Estão incluídas as funcionárias do setor privado que possuem carteira assinada, as estagiárias e também as empregadas domésticas. A proposta aprovada altera diretamente a Consolidação das Leis do Trabalho (CLT), na parte que trata das faltas consideradas justificadas. A Lei do Estágio também será modificada para assegurar o direito de afastamento às estagiárias, reconhecendo suas necessidades. Por fim, a Lei Complementar 150/15, que rege o contrato de trabalho doméstico, passará por alterações significativas para incluir o novo direito às empregadas. O Poder Executivo federal ficará responsável por estabelecer o prazo de validade do laudo médico a ser apresentado pelas trabalhadoras.
Também caberá ao governo definir a forma de apresentação e a periodicidade de sua renovação, considerando as particularidades de cada atividade. Isso será feito considerando as peculiaridades das atividades profissionais desempenhadas pela mulher e as condições específicas de seu quadro médico.
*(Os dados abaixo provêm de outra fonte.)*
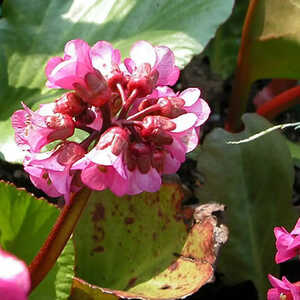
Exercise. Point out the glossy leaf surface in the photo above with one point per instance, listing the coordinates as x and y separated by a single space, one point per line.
31 33
255 181
24 225
140 247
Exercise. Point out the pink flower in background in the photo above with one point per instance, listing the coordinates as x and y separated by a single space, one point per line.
34 130
75 71
51 171
136 127
283 289
156 68
14 277
287 244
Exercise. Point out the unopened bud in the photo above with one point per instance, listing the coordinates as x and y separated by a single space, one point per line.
142 154
152 122
171 107
146 103
115 79
63 126
69 104
69 153
157 161
86 117
96 91
160 137
143 80
116 138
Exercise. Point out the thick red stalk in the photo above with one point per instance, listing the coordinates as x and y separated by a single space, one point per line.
58 237
242 83
280 103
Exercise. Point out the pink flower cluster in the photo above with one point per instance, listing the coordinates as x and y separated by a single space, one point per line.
137 127
288 246
14 277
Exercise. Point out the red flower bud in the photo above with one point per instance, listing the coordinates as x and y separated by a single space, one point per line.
158 160
116 138
63 124
86 117
152 122
171 107
69 153
97 91
142 154
143 80
69 104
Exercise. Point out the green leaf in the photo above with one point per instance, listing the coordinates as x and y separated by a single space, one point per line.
223 49
140 247
25 223
295 152
31 33
255 181
274 40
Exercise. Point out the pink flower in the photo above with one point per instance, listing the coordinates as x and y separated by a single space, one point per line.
137 156
73 67
150 66
136 128
287 244
51 171
107 60
75 71
14 277
33 130
283 290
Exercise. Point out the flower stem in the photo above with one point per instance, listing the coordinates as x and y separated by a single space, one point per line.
243 81
58 237
280 103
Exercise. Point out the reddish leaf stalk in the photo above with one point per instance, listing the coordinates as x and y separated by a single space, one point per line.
280 103
58 237
242 82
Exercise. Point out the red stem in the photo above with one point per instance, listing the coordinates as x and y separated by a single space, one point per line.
242 82
58 237
280 103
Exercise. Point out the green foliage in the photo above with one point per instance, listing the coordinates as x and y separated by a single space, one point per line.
25 223
295 152
32 32
139 246
223 49
255 181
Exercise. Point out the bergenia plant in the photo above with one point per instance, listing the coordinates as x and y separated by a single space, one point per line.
94 104
138 127
14 277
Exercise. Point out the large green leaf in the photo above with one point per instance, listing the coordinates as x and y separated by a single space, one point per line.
31 32
140 247
274 40
25 223
295 152
255 181
223 49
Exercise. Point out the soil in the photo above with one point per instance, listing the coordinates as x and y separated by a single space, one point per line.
216 91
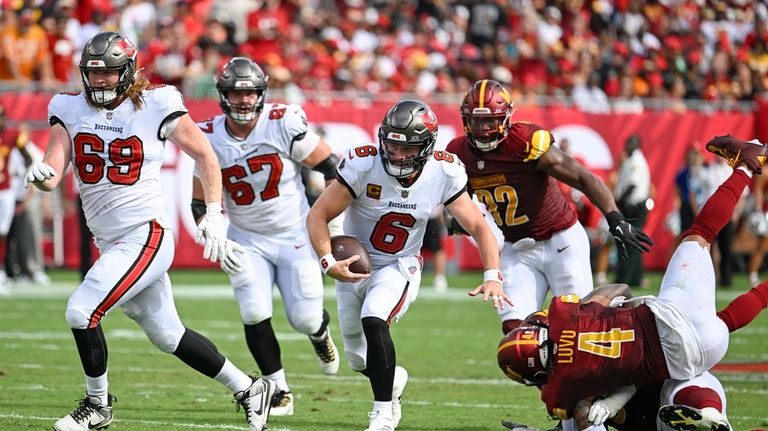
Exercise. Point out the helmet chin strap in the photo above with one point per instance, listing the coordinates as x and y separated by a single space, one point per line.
103 97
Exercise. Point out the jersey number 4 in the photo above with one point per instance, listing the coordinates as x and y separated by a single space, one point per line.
126 155
606 343
242 193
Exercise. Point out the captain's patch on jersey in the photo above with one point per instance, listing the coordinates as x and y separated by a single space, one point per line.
373 191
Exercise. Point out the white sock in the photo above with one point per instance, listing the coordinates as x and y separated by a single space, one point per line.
278 378
234 379
383 407
97 387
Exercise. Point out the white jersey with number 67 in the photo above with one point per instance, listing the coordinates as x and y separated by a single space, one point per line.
117 155
263 192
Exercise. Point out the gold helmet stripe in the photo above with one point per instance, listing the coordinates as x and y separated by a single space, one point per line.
482 92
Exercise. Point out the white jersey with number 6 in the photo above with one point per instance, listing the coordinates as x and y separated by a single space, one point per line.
262 173
388 218
117 156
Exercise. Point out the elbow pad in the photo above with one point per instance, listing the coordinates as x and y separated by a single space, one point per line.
327 167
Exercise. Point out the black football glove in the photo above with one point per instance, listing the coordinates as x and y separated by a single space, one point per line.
625 235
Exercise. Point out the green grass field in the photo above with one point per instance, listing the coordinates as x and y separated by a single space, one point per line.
447 343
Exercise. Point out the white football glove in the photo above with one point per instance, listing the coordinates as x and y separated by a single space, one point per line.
37 173
211 234
598 413
230 263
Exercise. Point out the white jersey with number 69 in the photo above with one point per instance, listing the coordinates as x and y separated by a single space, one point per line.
263 192
117 155
388 218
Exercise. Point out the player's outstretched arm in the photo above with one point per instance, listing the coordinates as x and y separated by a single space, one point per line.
332 202
210 231
46 175
605 294
566 169
467 214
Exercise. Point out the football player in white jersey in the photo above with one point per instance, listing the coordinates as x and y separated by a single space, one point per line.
261 149
389 192
114 134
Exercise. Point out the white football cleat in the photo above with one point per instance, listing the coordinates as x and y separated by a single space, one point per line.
282 404
401 378
380 421
327 354
89 415
256 401
682 417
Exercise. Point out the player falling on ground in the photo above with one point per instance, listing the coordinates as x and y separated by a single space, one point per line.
114 133
636 409
389 191
261 149
591 349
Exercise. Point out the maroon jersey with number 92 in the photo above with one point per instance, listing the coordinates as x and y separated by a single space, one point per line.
524 201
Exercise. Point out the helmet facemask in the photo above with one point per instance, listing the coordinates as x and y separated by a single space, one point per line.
487 112
486 130
241 74
242 113
409 129
105 52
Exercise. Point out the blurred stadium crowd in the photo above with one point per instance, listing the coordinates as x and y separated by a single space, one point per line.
630 51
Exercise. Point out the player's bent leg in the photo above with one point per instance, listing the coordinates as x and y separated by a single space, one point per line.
566 263
91 414
528 289
695 404
123 271
301 287
349 301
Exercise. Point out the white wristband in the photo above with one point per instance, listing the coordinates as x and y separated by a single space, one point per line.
327 262
493 275
213 208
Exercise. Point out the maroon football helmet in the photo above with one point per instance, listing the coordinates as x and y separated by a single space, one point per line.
486 112
524 355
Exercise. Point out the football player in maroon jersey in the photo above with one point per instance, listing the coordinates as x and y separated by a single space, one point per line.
592 348
513 168
640 411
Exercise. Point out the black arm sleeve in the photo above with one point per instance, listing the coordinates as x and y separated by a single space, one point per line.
198 209
327 167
A medida visa assegurar, de maneira eficaz e justa, a igualdade de gênero e a saúde ocupacional das trabalhadoras em todo o território nacional.
Contexto global e a Importância da discussão no Brasil
O debate sobre a licença menstrual não é uma novidade recente, sendo, na verdade, um tema discutido globalmente há muitas décadas em diversas culturas. No cenário internacional, países como Japão, Coreia do Sul e Indonésia já possuem legislações semelhantes há um considerável tempo, demonstrando uma preocupação social anterior. Mais recentemente, a Espanha se tornou, em fevereiro de 2023, o primeiro país da Europa a aprovar uma lei nacional sobre o tema.
Em alguns lugares, como no Japão, a lei existe desde 1947, embora o uso da licença ainda enfrente estigmas sociais e taxas de adesão relativamente baixas. A Zâmbia também se destacou, sendo pioneira na África ao adotar a política em 2015, onde o benefício é conhecido popularmente como “Mother’s Day”. O modelo de aplicação varia consideravelmente de um país para outro, indo desde a estrita exigência de atestado médico até sistemas baseados mais na confiança e autodeclaração. A implementação da licença em empresas de grande porte ao redor do mundo, como a Nike e a empresa de entregas Zomato na Índia, tem mostrado resultados corporativos positivos.
Há relatos consistentes de melhorias no bem-estar das colaboradoras e, em alguns casos, até ganhos de produtividade e retenção de talentos. O avanço do projeto na Câmara brasileira sinaliza uma importante modernização da nossa legislação trabalhista, que estava atrasada nesse quesito. Ele coloca o país em alinhamento com práticas internacionais que visam maior inclusão, respeito e humanização no ambiente de trabalho. A aprovação final no Senado e a subsequente sanção presidencial consolidarão um passo fundamental para o reconhecimento e proteção da saúde feminina no Brasil.